Neural dynamics of proactive and reactive cognitive control in medial and lateral prefrontal cortex

Goal-directed behavior requires adjusting cognitive control to both react to and prepare for conflict. Previous work indicates theta oscillations and population activity in dorsomedial prefrontal cortex (dmPFC) and dorsolateral prefrontal cortex (dlPFC) are critical for reactive control. However, the neural mechanisms supporting proactive control are less clear. Here, we investigated the neural basis of behavioral adaptations when control is prepared in anticipation of conflict using intracranial EEG (iEEG) in dmPFC and dlPFC during a Stroop task where conflict frequency was manipulated across blocks. We observed canonical conflict-driven increases in dmPFC theta and in dmPFC and dlPFC local population activity, as indexed by high frequency activity (HFA). Conflict also suppressed theta power in both regions after the response, accentuated a pre-response beta desynchronization selectively in dlPFC, and increased a post-response beta rebound in both regions.
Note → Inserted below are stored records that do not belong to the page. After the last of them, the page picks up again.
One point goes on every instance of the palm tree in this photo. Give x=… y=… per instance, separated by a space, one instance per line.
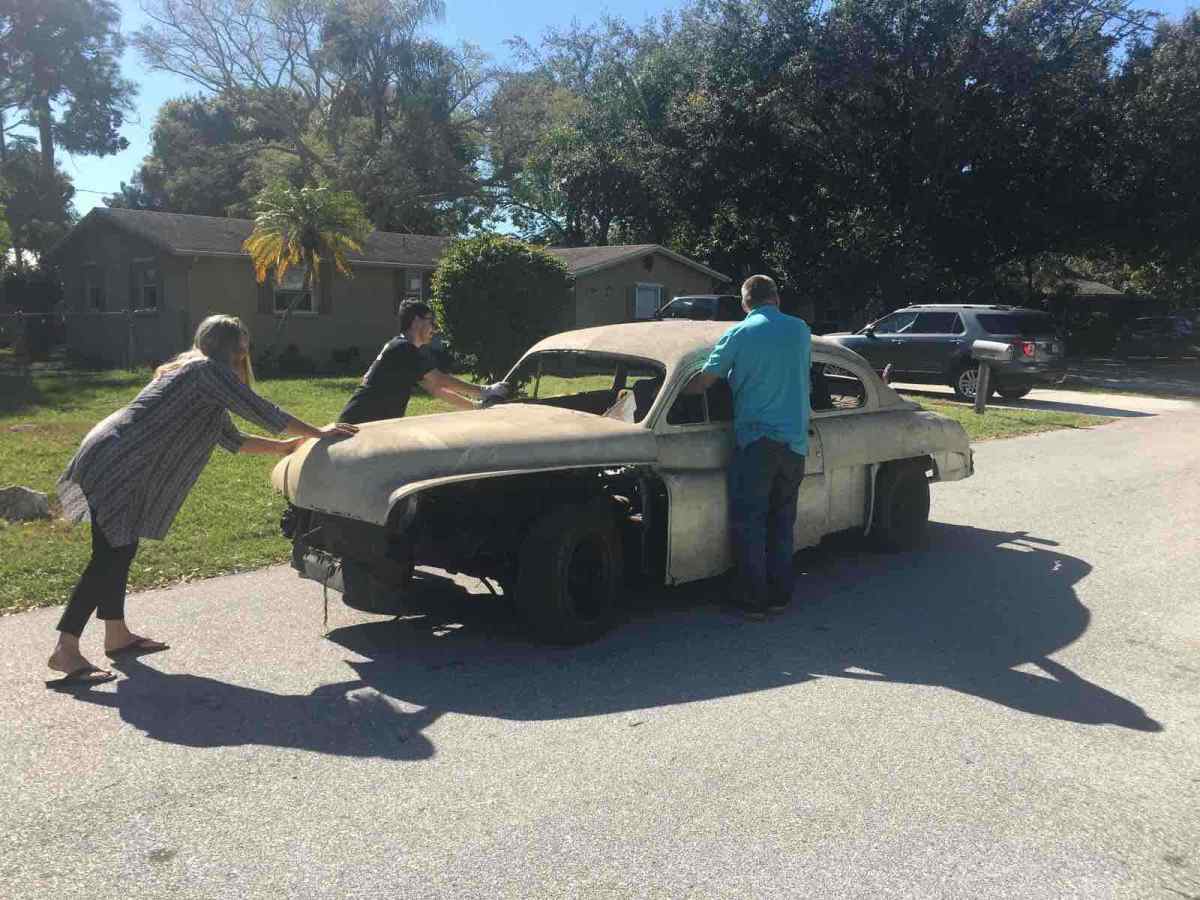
x=304 y=227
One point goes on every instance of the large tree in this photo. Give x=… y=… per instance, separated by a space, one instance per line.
x=570 y=135
x=60 y=73
x=204 y=160
x=39 y=209
x=886 y=150
x=352 y=91
x=312 y=228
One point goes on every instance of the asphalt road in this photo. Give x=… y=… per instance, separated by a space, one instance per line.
x=1012 y=712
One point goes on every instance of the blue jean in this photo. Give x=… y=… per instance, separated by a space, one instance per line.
x=765 y=480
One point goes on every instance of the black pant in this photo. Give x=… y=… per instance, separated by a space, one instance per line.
x=102 y=585
x=765 y=480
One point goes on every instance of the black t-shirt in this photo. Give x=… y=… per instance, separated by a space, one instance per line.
x=388 y=384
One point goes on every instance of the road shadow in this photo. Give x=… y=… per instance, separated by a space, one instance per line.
x=343 y=719
x=977 y=612
x=1025 y=403
x=1158 y=378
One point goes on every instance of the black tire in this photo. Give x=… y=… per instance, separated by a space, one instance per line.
x=569 y=574
x=1013 y=393
x=965 y=378
x=901 y=505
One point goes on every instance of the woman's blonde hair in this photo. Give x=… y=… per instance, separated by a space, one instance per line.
x=217 y=337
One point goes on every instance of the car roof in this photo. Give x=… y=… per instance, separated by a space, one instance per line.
x=949 y=307
x=670 y=341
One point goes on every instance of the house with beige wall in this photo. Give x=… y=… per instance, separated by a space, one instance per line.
x=136 y=283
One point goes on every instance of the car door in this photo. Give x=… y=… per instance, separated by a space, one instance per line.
x=931 y=345
x=696 y=445
x=843 y=408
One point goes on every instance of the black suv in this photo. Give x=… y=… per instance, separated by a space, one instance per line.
x=930 y=343
x=706 y=307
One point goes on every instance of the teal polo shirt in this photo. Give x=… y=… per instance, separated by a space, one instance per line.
x=766 y=359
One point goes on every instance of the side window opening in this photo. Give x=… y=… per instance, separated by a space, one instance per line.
x=834 y=388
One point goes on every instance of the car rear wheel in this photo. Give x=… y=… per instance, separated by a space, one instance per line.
x=569 y=574
x=901 y=505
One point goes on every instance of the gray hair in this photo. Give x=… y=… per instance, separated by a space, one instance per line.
x=217 y=337
x=759 y=289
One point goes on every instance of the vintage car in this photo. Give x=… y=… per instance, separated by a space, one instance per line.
x=597 y=475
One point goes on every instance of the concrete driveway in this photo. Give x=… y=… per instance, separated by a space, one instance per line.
x=1009 y=712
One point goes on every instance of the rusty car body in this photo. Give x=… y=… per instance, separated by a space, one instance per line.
x=599 y=474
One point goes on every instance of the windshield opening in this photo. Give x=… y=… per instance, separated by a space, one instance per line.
x=603 y=384
x=695 y=307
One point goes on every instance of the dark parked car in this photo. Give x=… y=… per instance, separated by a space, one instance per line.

Importantly, we identified a pre-trial marker of proactive control where dmPFC theta power increased before trials when conflict was expected, and theta, beta, and HFA conflict signals in both regions were enhanced when conflict was rare and diminished when conflict was common. These findings reveal shared HFA but dissociable oscillatory dynamics in dmPFC and dlPFC during reactive conflict processing, highlight pre-trial dmPFC theta as a potential substrate for proactive control, and refine the roles of dmPFC and dlPFC in control adaptations.